If it’s easier to think this way about it, the wall is effectively applying force by resisting motion. Just like how the elephant could resist moving by pulling back on the rope.


Kinja'd!!! Rusty Vandura - www.tinyurl.com/keepoppo > MasterMario - Keeper of the V8s
10/16/2018 at 15:59

Kinja'd!!!1

I think I understand the gist of it, but I have trouble with the semantics of that stationary, inert, static wall applying anything. To my thinking, what the wall is doing actively is resisting what Little Dude is applying.

For the sake of my edification, I am returning my thinking to the original drawing(s) and wrapping my head around it. Scratch the pulleys, for now...

My local hardware store went out of business because their massless, unstretchable rope and frictionless pulleys were prohibitively expensive.


Kinja'd!!! Rusty Vandura - www.tinyurl.com/keepoppo > RamblinRover Luxury-Yacht
10/16/2018 at 16:02

Kinja'd!!!0

Lunch is short; I’ll have to read this later. Thank you for the effort.


Kinja'd!!! Rusty Vandura - www.tinyurl.com/keepoppo > CobraJoe
10/16/2018 at 16:05

Kinja'd!!!0

It’s all in the accounting methods. I never took Physics and I think I would enjoy it now. Thanks for all the effort to help me make sense of it.

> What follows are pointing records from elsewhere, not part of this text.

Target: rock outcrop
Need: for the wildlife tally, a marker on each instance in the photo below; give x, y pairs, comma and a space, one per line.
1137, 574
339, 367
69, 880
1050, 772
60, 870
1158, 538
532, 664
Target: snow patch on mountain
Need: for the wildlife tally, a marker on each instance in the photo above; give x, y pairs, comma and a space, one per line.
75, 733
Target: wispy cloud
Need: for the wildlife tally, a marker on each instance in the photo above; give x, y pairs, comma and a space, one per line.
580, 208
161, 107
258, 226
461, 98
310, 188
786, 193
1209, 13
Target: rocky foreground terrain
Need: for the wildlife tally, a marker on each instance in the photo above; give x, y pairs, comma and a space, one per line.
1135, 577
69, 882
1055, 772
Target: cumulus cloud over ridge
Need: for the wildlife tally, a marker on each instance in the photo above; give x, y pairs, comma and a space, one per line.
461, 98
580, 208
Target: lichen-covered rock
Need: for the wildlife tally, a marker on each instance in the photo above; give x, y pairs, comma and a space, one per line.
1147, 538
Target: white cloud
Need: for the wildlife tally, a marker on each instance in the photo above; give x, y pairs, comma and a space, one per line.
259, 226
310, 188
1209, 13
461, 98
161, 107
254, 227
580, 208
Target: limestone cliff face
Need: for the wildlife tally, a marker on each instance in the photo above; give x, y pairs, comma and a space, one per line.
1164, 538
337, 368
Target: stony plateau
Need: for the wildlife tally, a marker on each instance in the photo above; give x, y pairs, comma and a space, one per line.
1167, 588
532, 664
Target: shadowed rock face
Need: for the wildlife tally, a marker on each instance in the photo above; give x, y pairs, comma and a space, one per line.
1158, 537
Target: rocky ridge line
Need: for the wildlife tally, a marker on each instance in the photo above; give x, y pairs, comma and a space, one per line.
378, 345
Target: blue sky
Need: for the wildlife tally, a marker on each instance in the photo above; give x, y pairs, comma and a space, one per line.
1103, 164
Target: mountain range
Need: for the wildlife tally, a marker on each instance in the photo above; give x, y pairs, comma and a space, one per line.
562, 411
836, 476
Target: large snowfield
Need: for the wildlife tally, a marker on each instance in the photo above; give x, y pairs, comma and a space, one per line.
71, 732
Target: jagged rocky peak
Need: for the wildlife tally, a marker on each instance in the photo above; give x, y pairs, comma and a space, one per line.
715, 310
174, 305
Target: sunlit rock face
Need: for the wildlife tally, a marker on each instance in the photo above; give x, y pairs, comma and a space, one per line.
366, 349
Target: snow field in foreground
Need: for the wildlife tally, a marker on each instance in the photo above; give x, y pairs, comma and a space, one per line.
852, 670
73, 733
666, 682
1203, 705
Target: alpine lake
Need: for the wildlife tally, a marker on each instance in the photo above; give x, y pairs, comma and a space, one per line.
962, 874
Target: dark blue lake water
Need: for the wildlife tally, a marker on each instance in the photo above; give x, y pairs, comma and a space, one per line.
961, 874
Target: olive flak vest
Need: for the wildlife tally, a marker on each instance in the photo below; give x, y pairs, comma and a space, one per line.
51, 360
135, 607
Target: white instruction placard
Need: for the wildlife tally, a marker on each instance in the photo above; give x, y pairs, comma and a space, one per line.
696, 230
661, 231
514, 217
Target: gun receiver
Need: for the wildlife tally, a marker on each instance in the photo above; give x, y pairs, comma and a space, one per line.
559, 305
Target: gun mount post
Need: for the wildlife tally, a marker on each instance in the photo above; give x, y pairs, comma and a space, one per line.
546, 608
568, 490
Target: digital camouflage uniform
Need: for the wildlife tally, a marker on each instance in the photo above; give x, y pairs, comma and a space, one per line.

Kinja'd!!! MasterMario - Keeper of the V8s > Rusty Vandura - www.tinyurl.com/keepoppo
10/16/2018 at 16:33

Kinja'd!!!0

Resistance is force . If you push or pull something (a wall in this case) and it does not move that object is applying the same amount of force onto you to keep you stationary. If the forces do not balance you get motion...so if you pull a rope attached to an object with more force than the obj ect can exert, it will move


Kinja'd!!! CobraJoe > Rusty Vandura - www.tinyurl.com/keepoppo
10/16/2018 at 16:37

Kinja'd!!!1

No problem, I rarely deal with these kind of problems anymore, so it’s fun to flex the mental muscles. 


Kinja'd!!! Rusty Vandura - www.tinyurl.com/keepoppo > MasterMario - Keeper of the V8s
10/16/2018 at 21:48

Kinja'd!!!1

Bah! It’s an accounting trick!

...more force than the object can exert...

Thinking of it in those terms, if Little Dude pulls harder and the wall begins moving, then pulls less hard and the wall moves more slowly or stops, then there was acceleration and deceleration and if he pulled harder at varying degrees of harderness , then there’d be jerk and motion and it’s easier for me to wrap my head around. In this case, everything is static, but set up in such a way as to allow for, and account for, the movement. But I understand how you physicists work: you make everything confusing enough for people of only average intelligence, or even above-average intelligence, then you can keep the rest of us guessing.